DST^REG1 promotes the expression of OsCKX2. (A) Transactivation activity assay in the yeast. BD, GAL4-DNA binding domain; DST^REG1, DST from ZF802; DST^reg1, DST from reg1. Purple box indicates N-terminal EAR motif; green box indicates zinc finger domain; and pink box indicates C-terminal EAR motif. (B) Schematic diagram of the promoter region of OsCKX2. Black box represents DST binding site. Numbers above indicate the distance away from the ATG. Region between the two coupled arrow indicates the DNA fragment used for ChIP-PCR. (C) ChIP assay shows the association of DST^REG1 with the promoter of OsCKX2. Immunoprecipitation was performed with or without myc antibody (no Ab). (D) EMSA assay shows the binding of DST^REG1 to the promoter of OsCKX2. (E) EMSA assay shows the binding of pOsCKX2 with DST^reg1 or DST^REG1ΔZF. In D and E, the arrows indicate the up-shifted bands; FP indicates free probe. (F) DST^REG1 promotes OsCKX2 expression in vivo.
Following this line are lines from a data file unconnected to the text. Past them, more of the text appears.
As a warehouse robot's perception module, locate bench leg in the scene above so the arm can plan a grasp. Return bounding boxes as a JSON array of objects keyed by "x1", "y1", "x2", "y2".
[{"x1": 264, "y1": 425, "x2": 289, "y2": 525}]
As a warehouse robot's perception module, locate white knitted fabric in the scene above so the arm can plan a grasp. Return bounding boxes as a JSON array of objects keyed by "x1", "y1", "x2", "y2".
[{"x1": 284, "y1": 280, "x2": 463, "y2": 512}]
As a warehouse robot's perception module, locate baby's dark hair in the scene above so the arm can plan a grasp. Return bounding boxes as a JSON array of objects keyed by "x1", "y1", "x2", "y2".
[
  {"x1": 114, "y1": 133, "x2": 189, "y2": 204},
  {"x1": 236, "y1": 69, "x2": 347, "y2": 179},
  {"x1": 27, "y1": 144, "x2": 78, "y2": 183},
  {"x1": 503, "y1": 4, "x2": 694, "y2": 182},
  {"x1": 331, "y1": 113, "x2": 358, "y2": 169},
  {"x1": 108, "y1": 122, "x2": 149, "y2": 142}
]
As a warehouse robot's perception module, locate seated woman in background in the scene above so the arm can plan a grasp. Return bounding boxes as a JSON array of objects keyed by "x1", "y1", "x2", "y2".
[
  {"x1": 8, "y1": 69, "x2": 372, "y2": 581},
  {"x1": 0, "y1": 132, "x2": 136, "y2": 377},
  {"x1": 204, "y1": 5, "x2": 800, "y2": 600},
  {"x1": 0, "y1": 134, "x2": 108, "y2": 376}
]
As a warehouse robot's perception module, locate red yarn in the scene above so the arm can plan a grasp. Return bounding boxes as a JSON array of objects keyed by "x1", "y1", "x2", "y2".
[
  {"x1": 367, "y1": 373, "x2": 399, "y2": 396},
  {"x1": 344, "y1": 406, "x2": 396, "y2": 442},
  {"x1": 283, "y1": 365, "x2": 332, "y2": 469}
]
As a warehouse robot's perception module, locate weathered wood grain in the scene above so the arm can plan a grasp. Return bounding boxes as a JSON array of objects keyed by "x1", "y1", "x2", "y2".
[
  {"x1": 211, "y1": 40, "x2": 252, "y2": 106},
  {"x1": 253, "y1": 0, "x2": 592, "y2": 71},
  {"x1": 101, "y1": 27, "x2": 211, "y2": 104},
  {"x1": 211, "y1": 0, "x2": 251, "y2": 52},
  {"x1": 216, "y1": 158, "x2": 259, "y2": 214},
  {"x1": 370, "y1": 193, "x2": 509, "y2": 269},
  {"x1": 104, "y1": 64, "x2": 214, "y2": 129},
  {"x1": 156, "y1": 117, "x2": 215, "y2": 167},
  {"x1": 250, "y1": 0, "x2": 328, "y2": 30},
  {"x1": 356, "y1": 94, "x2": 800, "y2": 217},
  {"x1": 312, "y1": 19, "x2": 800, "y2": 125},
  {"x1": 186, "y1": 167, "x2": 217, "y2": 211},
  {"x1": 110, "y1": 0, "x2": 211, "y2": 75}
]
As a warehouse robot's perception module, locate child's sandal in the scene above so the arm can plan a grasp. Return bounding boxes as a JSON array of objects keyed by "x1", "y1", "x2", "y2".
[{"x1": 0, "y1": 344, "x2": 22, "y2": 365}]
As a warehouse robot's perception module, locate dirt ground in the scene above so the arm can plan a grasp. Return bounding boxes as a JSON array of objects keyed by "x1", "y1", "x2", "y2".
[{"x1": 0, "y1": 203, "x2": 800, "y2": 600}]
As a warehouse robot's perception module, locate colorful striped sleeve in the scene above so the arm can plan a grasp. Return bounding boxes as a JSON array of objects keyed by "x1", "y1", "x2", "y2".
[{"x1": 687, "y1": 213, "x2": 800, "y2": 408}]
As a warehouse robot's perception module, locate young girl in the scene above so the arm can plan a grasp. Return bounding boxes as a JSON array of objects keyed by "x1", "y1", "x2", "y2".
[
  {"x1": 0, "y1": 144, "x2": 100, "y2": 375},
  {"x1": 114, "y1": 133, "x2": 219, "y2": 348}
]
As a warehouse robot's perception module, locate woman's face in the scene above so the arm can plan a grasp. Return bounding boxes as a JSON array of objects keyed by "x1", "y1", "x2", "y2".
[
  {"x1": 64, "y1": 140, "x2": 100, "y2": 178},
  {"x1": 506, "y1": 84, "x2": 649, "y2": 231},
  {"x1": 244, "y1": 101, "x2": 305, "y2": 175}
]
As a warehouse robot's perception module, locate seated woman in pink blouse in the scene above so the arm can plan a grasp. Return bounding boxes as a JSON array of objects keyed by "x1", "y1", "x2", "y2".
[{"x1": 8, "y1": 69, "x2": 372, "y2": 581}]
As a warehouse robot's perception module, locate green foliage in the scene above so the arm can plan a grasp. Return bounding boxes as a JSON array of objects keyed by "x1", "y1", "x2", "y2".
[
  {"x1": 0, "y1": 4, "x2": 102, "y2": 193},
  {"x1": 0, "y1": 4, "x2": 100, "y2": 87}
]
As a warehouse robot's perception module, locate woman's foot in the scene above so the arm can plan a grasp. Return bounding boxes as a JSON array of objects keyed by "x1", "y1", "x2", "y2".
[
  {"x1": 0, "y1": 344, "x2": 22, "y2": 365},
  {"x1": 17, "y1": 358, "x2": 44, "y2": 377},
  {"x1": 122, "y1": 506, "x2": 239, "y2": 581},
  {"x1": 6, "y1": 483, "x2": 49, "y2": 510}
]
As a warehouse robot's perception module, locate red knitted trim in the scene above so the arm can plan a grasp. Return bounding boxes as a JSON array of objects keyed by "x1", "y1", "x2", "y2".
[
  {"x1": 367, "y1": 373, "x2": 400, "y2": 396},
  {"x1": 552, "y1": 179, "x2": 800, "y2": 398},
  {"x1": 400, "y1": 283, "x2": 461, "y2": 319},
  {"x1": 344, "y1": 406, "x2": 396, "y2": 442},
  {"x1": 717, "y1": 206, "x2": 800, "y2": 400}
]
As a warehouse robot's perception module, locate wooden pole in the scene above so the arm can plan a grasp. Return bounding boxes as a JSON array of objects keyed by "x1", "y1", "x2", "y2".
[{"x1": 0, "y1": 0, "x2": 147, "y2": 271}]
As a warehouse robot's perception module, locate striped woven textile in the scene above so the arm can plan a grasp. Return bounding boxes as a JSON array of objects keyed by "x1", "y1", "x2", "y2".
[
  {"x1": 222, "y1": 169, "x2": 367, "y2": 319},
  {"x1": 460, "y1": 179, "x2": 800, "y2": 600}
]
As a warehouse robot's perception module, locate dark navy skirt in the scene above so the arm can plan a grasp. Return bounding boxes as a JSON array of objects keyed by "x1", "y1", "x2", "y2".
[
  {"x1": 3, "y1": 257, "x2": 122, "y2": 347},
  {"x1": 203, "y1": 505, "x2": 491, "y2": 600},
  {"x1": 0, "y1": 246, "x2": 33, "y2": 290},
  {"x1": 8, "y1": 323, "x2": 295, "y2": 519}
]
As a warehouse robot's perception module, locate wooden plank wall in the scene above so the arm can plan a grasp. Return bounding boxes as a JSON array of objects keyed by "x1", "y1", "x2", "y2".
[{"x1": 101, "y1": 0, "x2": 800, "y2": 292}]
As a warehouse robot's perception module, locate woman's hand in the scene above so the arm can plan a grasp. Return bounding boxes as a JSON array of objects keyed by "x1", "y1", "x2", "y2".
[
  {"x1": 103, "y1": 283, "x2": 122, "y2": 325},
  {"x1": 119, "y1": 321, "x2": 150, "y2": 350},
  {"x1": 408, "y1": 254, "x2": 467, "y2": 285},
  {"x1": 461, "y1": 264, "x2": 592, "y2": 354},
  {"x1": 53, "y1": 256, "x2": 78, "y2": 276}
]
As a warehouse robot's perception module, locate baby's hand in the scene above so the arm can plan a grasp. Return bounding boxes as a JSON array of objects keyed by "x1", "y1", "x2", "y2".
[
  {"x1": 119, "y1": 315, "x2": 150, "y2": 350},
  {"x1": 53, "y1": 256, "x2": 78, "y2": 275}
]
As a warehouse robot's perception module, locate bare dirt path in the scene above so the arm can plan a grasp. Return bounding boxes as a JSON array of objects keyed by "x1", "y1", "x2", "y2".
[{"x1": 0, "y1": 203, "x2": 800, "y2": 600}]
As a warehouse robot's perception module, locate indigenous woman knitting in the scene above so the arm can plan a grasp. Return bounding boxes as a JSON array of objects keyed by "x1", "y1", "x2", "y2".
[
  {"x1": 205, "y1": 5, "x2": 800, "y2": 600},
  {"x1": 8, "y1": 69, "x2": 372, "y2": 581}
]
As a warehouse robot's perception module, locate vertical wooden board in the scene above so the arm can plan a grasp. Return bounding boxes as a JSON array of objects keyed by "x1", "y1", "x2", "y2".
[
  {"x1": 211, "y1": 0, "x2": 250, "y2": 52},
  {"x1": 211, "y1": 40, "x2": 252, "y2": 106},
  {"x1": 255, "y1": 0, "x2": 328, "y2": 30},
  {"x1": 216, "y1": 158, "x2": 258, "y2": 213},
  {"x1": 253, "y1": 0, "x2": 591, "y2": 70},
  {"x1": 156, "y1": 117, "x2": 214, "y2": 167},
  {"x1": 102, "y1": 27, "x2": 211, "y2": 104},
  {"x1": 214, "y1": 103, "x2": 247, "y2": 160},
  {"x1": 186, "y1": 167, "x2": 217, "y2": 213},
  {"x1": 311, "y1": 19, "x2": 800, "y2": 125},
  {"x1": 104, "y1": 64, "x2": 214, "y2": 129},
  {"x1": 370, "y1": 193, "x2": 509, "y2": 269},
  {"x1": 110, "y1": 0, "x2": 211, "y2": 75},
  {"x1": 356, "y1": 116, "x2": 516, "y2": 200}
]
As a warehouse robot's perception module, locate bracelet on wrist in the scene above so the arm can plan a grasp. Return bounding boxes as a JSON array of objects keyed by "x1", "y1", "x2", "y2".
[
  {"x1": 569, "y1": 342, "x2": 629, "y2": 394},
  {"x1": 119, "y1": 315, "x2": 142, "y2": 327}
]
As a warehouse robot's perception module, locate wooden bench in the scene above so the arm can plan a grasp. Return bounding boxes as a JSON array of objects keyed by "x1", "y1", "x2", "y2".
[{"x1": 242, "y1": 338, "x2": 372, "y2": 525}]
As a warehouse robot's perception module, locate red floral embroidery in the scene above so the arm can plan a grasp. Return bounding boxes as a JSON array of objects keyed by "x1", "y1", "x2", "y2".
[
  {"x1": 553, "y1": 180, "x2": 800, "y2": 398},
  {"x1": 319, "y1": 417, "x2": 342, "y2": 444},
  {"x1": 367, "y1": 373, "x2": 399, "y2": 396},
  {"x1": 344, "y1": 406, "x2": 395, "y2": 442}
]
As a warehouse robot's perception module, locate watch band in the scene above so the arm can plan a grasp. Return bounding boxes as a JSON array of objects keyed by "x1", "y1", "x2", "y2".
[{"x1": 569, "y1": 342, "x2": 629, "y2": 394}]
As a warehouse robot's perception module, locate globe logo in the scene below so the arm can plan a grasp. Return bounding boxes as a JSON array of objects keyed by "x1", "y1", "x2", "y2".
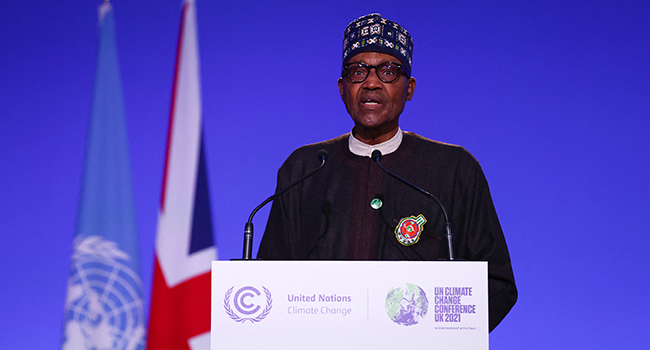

Tobacco leaves were transformed with pOsCKX2:LUC plus vector control (1), pUBI:DST^REG1 (2), pUBI:DST^reg1 (3), or pUBI:DST^REG1 and pUBI:DST^reg1 (4). (G) Statistics of luciferase activity in F. These experiments were repeated three times with similar results. (H) qRT-PCR analysis of the expression level of DST in F. Values in G and H are means with SD of three replicates.

Fig. 5.

Effect of the DST^reg1 mutation on grain number formation in different alleles of Gn1a/ OsCKX2. (A) Gross morphologies of NIL R498-DST^REG1 and NIL R498-DST^reg1 at the mature stage. (B) Comparison of the panicle morphologies of NIL R498-DST^REG1 and NIL R498-DST^reg1. (C) Gross morphologies of NIL 93-11-DST^REG1 and NIL 93-11-DST^reg1 at the mature stage. (D) Comparison of the panicle morphologies of NIL 93-11-DST^REG1 and NIL 93-11-DST^reg1. (E) Gross morphologies of NIL NP-DST^REG1 and NIL NP-DST^reg1 at the mature stage. (F) Comparison of the panicle morphologies of NIL NP-DST^REG1 and NIL NP-DST^reg1. (Scale bars: A, C, and E, 20 cm; B, D, and F, 5 cm.)